The things for which economics, mathematics, statistics, operations research, computer science, and other fields have developed very intricate formal mechanisms will pop up mostly as pointers. The question which sorting, filtering, or separating algorithm to use is relevant and often decisive to the success of an economic activity, but it is secondary to the question when to sort, filter or separate — and what.
Instead it will take very close looks — some might think unreasonably close looks but my hope is the reasons for doing so will reveal themselves in due time — at existing economic artifices and their constituent parts. One of the motivations is to show that the Grand Bazaar in Istanbul and an online e-commerce platform have surprisingly many things in common, and there’s a reason for it.
An economic pattern language
To this end, EconPatterns — and I believe this is the defining novelty — will borrow liberally from design theory and practice, as well as from architecture. The chosen container for this endeavor is Christopher Alexander’s design pattern. There are many reasons for this choice, not the least of which is that design patterns have successfully been translated from architecture to software design.
The in-depth discussion of “why design patterns?” surely deserves its own article, but it also introduces an interesting tension. As design philosophies go, Alexander and the Bauhaus stalwarts are certainly at opposing ends of the spectrum, A to B, organic to geometric, habitable spaces to machines for living.

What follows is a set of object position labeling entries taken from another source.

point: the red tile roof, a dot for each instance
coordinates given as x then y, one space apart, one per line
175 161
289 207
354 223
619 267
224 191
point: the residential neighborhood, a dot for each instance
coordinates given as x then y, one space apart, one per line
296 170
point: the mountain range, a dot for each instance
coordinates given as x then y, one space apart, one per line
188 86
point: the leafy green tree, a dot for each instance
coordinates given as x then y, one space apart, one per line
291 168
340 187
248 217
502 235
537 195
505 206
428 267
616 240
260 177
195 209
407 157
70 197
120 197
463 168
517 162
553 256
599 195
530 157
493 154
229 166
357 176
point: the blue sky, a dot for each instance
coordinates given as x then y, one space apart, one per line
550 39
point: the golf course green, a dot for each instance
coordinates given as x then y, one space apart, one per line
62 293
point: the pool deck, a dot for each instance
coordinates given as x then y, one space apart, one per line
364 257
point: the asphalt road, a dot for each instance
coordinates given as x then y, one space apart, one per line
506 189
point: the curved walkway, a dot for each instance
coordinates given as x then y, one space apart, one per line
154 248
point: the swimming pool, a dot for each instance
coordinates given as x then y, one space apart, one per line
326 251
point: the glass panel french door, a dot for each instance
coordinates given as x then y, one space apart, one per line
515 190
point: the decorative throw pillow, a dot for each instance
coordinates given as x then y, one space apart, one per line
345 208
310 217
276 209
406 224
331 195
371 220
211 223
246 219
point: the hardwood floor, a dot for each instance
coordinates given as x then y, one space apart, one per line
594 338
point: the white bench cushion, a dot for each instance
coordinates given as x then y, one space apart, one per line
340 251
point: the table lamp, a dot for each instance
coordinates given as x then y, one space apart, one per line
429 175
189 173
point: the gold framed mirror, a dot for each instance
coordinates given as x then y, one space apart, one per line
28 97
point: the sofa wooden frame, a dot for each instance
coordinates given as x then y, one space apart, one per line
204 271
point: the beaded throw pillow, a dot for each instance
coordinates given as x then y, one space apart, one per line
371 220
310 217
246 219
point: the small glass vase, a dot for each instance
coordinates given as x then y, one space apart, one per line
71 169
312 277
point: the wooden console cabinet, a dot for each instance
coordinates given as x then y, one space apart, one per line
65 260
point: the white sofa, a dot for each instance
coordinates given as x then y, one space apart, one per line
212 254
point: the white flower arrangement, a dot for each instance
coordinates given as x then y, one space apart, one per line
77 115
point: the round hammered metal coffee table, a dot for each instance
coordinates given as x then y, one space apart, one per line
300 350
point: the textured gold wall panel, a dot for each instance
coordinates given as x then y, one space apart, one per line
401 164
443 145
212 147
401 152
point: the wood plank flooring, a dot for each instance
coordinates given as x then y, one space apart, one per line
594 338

I’m hoping to put this tension to good use. Designing economic contraptions poses relevant questions beyond their productivity and efficiency. Which is a major reason why I am not trying to resolve that conflict or take sides.
Admittedly, the whole endeavor is open-ended, and the crucial question if the patterns sketched out so far will ultimately come together as a coherent whole is still unresolved. This is why the blog format is the right one at this juncture: to put the question out in the open while I present the first pieces of the puzzle.
EconPatterns will inevitably be shaped by my own background and my own particular interests, which is one reason why economic organization will be the initial focus. The fundamental model of the economy is different, as is the underlying concept of human behavior (as next week’s entry will show). I’m somewhat inclined to say that there are not that many people out there with a background both in design and economics, so I’m quite comfortable in claiming that the exercise should offer sufficient novelty.
I’m also very clear that I don’t hold exclusive rights to the very concept of design patterns — if anything I might be the first practitioner to apply them to economic design problems — but the ultimate defining characteristic of a design pattern that sets them apart from economic laws is that they’re entirely voluntary. They are simply proposals of how to look at, structure, and solve a certain design problem, and the ultimate arbiter for their success is if enough practitioners will find them useful enough to apply them to express their ideas.
Which in itself should hopefully take much of the pedantry out of economic debates.